• catherine hutton

Be Holy


Be Holy!

“Receiving the goal of your faith - the salvation of your souls” as Peter writes in verse 9 is a process - and rightly so as we live on earth, subjected to the trials, sufferings, temptations and pressures of the world.
Salvation is a gift which God is giving his people. ‘Planned by the Father, accomplished through the Son and applied by the Holy Spirit’, writes the commentator on Peter’d letter.

In certain nation’s Governments, it is understood that the staff of the administration “serve at the pleasure” of the President or leader of the nation. Their ultimate purpose is to fulfil the orders of the leader even when it goes against their personal viewpoints and ideologies. The personal is set aside to fall in under the leadership.


We serve the King of Kings - the God of Gods.

The way of the Father is our own way and even when it does not conform to the way of our personal ease, we serve him and not our own means and ends. We are constantly drawn back to the life of Jesus as we work this out. Jesus served. He served the people. He served those who didn’t know him. He served his own disciples in washing their feet. He didn’t put on the robes of state and rise above the needs of the people - rather, he took on true humility and served those in front of him whatever the cost.


Holiness and obedience are inextricably linked.

We cannot be holy without subjecting ourselves to the will and purpose of God in this earth. And as we look at Jesus, we see the order - we suffer for God and then we enter into his glory.

Jesus’ suffering was often in the meeting of the people who were rejected by their society. The widows and outcasts - sufferers of infectious skin diseases, people troubled by voices in their heads; those who were lame from birth, women who were not considered acceptable in various ways or those who had some other thing that marked them out as different and awkward and removed them from fellowship.


Jesus would be filled with compassion - deeply moved by their sufferings. He met them with the kingdom of God and brought them peace and acceptability. In Jesus, they were transformed and healed of that which had broken them.


Obedience to God is that desire to serve him for the good of his world. This is part of our evangelistic task.


We make Jesus known when we serve at the pleasure of the Father. Freely choosing to honour his way and to love his people. And this most often leads to suffering.


Jesus’ greatest suffering would be in his service to the whole world on the cross.

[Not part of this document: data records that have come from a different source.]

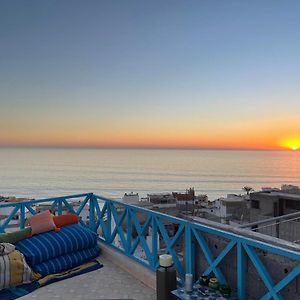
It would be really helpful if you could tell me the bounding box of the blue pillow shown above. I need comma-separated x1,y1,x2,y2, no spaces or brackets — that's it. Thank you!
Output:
16,224,97,267
32,245,100,277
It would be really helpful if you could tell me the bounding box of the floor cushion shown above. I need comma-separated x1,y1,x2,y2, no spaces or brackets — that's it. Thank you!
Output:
16,224,97,267
53,214,79,228
32,245,100,277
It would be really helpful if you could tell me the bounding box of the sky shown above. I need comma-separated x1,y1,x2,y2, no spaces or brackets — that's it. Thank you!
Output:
0,0,300,149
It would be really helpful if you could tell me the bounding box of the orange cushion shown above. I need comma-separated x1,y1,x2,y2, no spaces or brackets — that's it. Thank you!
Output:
29,210,59,235
53,214,79,228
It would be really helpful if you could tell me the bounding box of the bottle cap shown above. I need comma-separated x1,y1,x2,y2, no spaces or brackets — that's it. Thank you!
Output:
159,254,173,268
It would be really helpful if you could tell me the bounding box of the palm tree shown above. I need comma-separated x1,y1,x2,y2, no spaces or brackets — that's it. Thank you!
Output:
243,186,254,195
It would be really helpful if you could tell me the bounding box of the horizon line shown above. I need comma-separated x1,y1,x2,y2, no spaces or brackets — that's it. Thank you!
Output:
0,144,291,151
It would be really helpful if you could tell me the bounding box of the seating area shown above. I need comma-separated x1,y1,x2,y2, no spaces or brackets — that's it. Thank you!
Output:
0,210,102,299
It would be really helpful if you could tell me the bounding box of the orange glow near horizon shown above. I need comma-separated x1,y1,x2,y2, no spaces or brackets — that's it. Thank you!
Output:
280,137,300,151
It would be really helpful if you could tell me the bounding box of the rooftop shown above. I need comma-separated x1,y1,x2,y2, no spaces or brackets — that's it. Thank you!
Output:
20,255,156,300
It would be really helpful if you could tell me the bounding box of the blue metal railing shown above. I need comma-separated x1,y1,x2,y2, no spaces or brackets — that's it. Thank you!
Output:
0,193,300,299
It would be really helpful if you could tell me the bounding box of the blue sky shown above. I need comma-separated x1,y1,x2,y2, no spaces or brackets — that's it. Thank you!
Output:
0,0,300,148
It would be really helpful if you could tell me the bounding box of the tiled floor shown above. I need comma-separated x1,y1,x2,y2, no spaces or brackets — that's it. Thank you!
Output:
19,257,156,300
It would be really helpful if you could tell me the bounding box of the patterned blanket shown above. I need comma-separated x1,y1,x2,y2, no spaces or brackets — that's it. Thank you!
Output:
0,243,39,290
0,260,103,300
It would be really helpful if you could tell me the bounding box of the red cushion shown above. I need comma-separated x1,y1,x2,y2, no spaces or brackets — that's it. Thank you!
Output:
29,210,59,235
53,214,79,228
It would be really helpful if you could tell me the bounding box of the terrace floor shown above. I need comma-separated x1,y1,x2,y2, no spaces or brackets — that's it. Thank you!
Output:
19,256,156,300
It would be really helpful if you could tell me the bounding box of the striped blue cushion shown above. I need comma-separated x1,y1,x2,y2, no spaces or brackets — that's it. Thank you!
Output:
33,246,100,276
16,224,97,267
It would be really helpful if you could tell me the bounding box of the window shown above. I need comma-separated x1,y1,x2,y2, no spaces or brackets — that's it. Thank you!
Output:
251,200,259,209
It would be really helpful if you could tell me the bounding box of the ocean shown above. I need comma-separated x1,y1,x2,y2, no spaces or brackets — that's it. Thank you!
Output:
0,148,300,200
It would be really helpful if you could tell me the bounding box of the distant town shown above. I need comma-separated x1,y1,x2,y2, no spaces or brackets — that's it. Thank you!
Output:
0,184,300,243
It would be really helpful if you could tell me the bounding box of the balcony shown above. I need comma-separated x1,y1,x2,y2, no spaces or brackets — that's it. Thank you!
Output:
0,193,300,299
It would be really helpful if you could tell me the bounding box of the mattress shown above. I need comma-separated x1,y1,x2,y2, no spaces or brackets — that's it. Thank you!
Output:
32,245,100,277
16,224,97,267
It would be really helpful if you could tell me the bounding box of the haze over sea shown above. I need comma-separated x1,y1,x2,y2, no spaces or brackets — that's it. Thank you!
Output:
0,148,300,200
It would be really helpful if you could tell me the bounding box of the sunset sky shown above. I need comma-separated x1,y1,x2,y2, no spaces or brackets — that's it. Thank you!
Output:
0,0,300,149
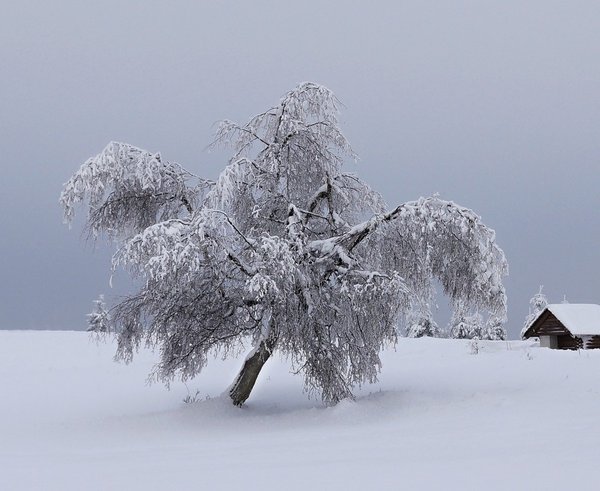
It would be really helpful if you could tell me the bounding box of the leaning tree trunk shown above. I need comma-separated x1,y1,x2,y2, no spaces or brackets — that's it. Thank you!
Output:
229,336,277,406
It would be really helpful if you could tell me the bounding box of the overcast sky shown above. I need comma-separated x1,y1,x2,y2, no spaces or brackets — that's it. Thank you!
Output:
0,0,600,338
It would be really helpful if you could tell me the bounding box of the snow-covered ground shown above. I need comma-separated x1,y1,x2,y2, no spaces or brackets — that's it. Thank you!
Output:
0,331,600,491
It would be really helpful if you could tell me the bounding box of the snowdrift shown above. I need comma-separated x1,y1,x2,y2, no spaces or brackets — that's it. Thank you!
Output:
0,331,600,491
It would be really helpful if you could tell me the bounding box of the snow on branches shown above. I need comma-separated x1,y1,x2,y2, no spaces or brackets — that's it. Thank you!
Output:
61,83,507,405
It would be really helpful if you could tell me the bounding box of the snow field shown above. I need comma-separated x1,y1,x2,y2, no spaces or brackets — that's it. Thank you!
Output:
0,331,600,491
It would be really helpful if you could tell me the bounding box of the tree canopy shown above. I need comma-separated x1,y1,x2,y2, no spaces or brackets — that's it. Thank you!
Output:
61,83,507,405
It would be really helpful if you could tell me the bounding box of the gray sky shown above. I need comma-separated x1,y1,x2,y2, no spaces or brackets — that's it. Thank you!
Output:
0,0,600,337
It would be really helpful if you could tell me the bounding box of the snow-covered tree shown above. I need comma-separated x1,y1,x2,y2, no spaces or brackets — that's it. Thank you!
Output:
450,308,485,339
482,315,507,341
61,83,507,405
521,285,548,337
88,295,111,333
406,296,440,338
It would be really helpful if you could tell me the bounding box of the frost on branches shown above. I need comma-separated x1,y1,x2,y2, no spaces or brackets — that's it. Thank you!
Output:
521,286,548,338
61,83,507,405
88,295,111,333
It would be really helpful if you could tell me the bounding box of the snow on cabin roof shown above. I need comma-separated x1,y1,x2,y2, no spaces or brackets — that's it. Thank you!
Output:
546,303,600,336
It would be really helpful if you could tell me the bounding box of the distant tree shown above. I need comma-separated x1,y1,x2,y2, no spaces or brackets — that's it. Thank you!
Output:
450,302,484,339
406,298,440,338
521,285,548,338
61,83,507,405
88,295,111,333
481,315,507,341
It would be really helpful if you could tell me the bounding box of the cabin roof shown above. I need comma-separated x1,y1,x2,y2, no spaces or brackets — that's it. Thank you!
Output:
532,303,600,336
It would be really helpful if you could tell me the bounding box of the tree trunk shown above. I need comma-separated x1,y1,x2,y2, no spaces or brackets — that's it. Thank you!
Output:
229,336,277,406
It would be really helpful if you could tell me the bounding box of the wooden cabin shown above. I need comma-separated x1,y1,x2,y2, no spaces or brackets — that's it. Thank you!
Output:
523,303,600,349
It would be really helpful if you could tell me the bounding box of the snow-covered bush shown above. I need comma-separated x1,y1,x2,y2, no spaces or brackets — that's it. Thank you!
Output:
61,83,507,405
521,286,548,338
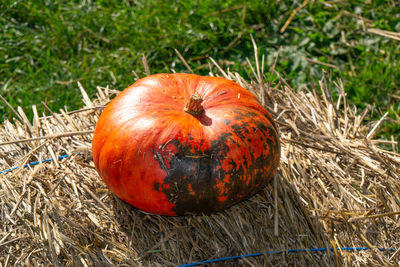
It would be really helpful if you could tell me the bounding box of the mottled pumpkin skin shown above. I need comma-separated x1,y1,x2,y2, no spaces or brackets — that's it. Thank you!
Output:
92,74,280,215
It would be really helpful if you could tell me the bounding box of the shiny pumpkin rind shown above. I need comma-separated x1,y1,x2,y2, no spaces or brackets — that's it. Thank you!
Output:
92,74,280,216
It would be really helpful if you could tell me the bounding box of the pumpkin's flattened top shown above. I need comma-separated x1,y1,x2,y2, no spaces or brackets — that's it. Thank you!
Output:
93,74,280,215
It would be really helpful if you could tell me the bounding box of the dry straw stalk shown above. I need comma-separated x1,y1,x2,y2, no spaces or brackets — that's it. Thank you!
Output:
0,56,400,266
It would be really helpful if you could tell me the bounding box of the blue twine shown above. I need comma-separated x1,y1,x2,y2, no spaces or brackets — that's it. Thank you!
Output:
0,156,396,267
0,154,70,174
179,247,396,267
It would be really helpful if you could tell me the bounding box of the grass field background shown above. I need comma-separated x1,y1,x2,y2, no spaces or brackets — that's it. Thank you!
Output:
0,0,400,149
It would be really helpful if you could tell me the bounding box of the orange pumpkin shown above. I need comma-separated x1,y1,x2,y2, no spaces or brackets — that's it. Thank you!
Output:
92,74,280,215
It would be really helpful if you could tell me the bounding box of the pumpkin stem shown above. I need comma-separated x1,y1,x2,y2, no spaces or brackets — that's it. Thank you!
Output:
183,94,204,116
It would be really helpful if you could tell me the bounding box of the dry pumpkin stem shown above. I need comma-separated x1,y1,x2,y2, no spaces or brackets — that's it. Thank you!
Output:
0,55,400,266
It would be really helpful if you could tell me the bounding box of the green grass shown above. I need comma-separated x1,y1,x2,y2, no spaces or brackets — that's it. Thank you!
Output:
0,0,400,149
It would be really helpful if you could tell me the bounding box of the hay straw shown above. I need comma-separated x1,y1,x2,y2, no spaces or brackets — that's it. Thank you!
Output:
0,54,400,266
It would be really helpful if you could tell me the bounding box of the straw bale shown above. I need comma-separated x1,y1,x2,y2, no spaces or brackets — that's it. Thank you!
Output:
0,63,400,266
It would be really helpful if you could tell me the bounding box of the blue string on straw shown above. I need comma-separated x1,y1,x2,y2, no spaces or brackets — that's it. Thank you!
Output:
0,156,396,267
0,154,70,174
179,247,396,267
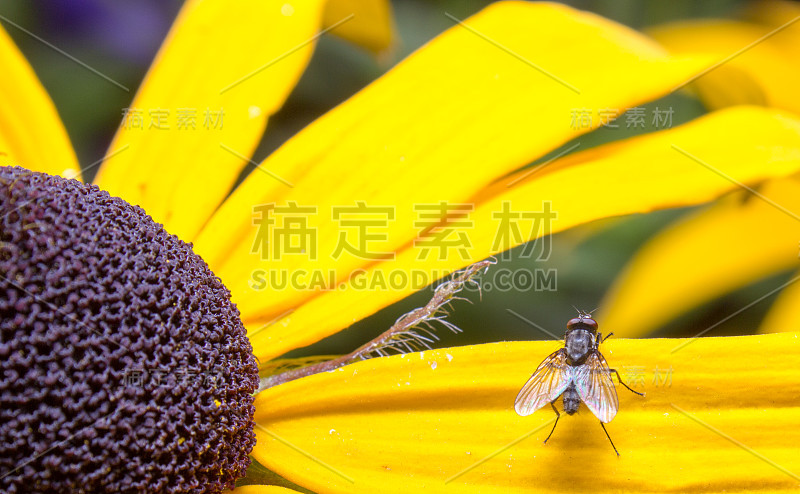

Arrested, Beaten, Lied about and Tortured, his greatest suffering was in the final separation from his Father as he died under the weight of the sin of all the world. Yours, mine - the neighbour you don’t speak to and the person that has made your life a misery through their own deceitful behaviour against you - Jesus died for love of all.


Being Holy is to enter into God’s arena and to love to do what is right.

It doesn’t always suit our timetable and it can end up with cuts and bruises for the suffering we bear on behalf of the Kingdom… but holiness and the pursuit of it is to subject ourselves wholly to God’s timetable and Gods’ ways. Life is becoming more complex in this generation. There has been a wholesale rejection of Christianity and of truth in general. We talk of ‘my truth’ and ‘my reality’ and this is almost always experiential and based out of compassion for how we view people being treated or a very self-centred viewpoint in which we are at the centre of the universe.


Being Holy is to know that you are not sufficient.

You are fearfully and wonderfully made - yes! Absolutely! You are unique and valuable beyond measure. Yes… that is again the case - but there is more. You are not the centre of the universe. You are not perfect. You are not without sin. There is a lot wrong with the world view that each of us holds when we have made ourselves and our desires king of our lives.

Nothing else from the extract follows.